Bir zamanlar Cezayir, Tunus, Trablusgarp ve Sale kentleri Mağrip-Berberi olarak da adlandırılan Kuzey Afrika coğrafyasının başlıca korsanlık merkezleri olmuştu. 1495 yılında Kemal Reis ile korsanlar Osmanlı Devleti hizmetine girmeye başladılar.  Osmanlı buralara Garp Ocakları adını verdi. Korsanlar esas itibariyle Cezayir’de bulunur devlet donanması denize açıldığı zamanlarda donanmaya katılır diğer zamanlarda bulundukları yerlerde sahil koruma görevi yürütür, diğer milletler yararına çalışan korsanlarla ve diğer ülke donanmalarıyla mücadele ederlerdi. Bir görevleri de saldırdıkları gemilerde bulunan gayrımüslim genç, güzel, bakire kızları esir alarak Osmanlı haremine cariye sağlamaktı.

Osmanlı korsanlığının 1500 -1600 arası döneminde Kemal Reis’ten sonra sahneye çıkan Barbaros kardeşlerden Hızır Reis Osmanlı Beylerbeyi oldu. Anadolu’dan yollanan levendlerle savaş gücünü arttırdı. Turgut Reis Trablusgarp’ı, Uluç Ali Reis ise Tunus’u fethetti.

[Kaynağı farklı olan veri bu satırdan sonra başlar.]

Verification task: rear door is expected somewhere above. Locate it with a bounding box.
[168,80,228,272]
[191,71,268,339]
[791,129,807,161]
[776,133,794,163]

1600 – 1800 arasındaki dönemde Kuzey Afrika’daki sancaklarda Osmanlı Sultanından çok levendler etkiliydi. Sultanın belirlediği beylerbeyi değil, levendlerin seçtiği “Dayılar” sancakları yönetirdi. Dayılar dönemi de denen bu dönemde kürekli kadırgaların yerini, yelkenli kalyonlar almaya başlamıştır. Sık sık darbelerle yönetim değiştiren Osmanlı sancakları, Osmanlılardan yavaş yavaş bağımsızlaştılar. Bu dönemde Amerikan gemileri İngiltere himayesinde Akdeniz’e rahat gelip gidebilmeye başladılar.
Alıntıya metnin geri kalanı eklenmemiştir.